Bill Andrews
W H Andrews was the first General Secretary of the Communist Party in South Africa. But he was born in Suffolk in 1870 into a working-class family and was a member of the ASE. He emigrated to South Africa in 1893, and became a railway fitter there. In 1902 helped found the first Trades and Labour Council, the first chairman of the South African Labour Party in 1909 and was elected to parliament in 1909.
In November 1922 he was elected to the executive committee of the Communist International and spent most of the following year in Moscow and two years later was the first general secretary of the precursor to the South African Trade Congress. During the 1940s he served as chairman of the party’s central committee. The Communist Party of South Africa was banned in 1950 and Andrews appears to have returned back to Britain.

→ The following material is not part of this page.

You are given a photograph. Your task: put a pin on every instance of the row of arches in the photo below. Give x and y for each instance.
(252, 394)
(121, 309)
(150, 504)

Although he had connections with the red village of Leiston and its journal, Leiston Leader, Bill Andrews did not return to Britain but died in South Africa in 1950. [Info from David Horsley.] Ray Alexander Simon, an outstanding South African Communist and life long fighter for liberation of the South African people, mentions the death of Andrews in her excellent autobiography “All my life and all my strength”. She hosted his 80th birthday party in her own house in Capetown and goes on to state “Comrade Bill Andrews died in Groote Schuur Hospital of heart failure on 26th December 1950″. Her book also includes a photo of Andrews’s funeral in South Africa. Labour Monthly carried a fulsome obituary of him in February 1951.